Pero está claro que uno no se puede reír de los malos
tragos ajenos. El sábado, mientras mi madre charlaba-rezaba con la monja que la
visita cada semana, cogí mi computador y me fui a la cafetería de al lado a
tomarme un café mientras leía el periódico y acababa un texto. En ello estaba cuando se sentó en la mesa de
al lado una señora de edad indefinida pero no excesivamente mayor. No le presté
mucha atención, la verdad. Ni siquiera cuando sentí que hablaba en alto. Sólo
que al final oí algo así como “abuelo”, “¡eh, abuelo, hace un frío terrible
fuera!”. Como no había nadie a su lado ni al mío, no tuve más remedio que mirar
para ella. Pensé que no se dirigía a mí, pero es que no había nadie más alrededor.

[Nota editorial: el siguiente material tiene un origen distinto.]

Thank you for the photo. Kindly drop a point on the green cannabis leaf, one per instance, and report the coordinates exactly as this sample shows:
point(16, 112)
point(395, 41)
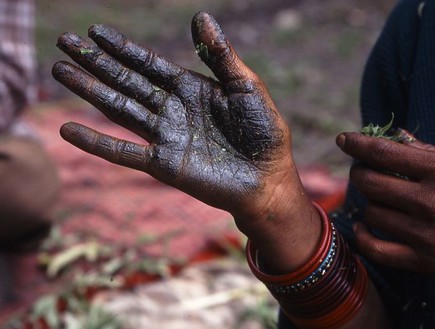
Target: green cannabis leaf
point(380, 132)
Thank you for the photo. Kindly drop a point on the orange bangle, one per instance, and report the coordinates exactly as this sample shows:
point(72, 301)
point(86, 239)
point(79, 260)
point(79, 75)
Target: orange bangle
point(336, 293)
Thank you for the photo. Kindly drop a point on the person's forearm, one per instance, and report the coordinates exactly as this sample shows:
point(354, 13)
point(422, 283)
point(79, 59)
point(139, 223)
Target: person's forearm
point(286, 239)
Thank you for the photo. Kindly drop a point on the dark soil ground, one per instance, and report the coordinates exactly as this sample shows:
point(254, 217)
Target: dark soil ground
point(311, 55)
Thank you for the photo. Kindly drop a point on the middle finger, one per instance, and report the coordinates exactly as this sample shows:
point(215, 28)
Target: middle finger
point(111, 72)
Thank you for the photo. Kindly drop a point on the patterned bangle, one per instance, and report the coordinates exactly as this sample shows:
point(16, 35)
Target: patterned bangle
point(328, 296)
point(311, 278)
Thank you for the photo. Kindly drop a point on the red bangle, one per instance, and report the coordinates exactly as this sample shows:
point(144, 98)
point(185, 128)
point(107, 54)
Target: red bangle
point(305, 270)
point(331, 299)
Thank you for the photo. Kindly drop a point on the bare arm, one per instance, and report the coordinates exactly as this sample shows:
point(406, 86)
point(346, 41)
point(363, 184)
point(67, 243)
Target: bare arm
point(222, 141)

¡Coño, dije para mí, esta tía me está llamado abuelo, pero yo no tengo pinta de abuelo. Está loca! Y, efectivamente,
el abuelo era yo. Nunca me había pasado una cosa así. “¡Oiga señora, pensé en
increparle, por qué me dice abuelo! Yo no le he faltado en nada”. Pero qué
leche, cómo iba a decirle nada. Es verdad que soy abuelo, pero que te lo digan
así, a bocajarro, te deja hecho trizas. Al rato, la señora se levantó y se fue
sin pedir nada. Debió ser que entró en el bar solo para calentarse un poco.
Tenía que ser, pensé para mí. Una pobre vagabunda que probablemente tampoco
esté muy bien de la cabeza. Si no, de qué me va a llamar abuelo… Me pareció una justificación bastante
interesada por mi parte, pero sirvió para salir del paso. Eso sí, no me la he
quitado de la cabeza. ¡Puñetera mujer!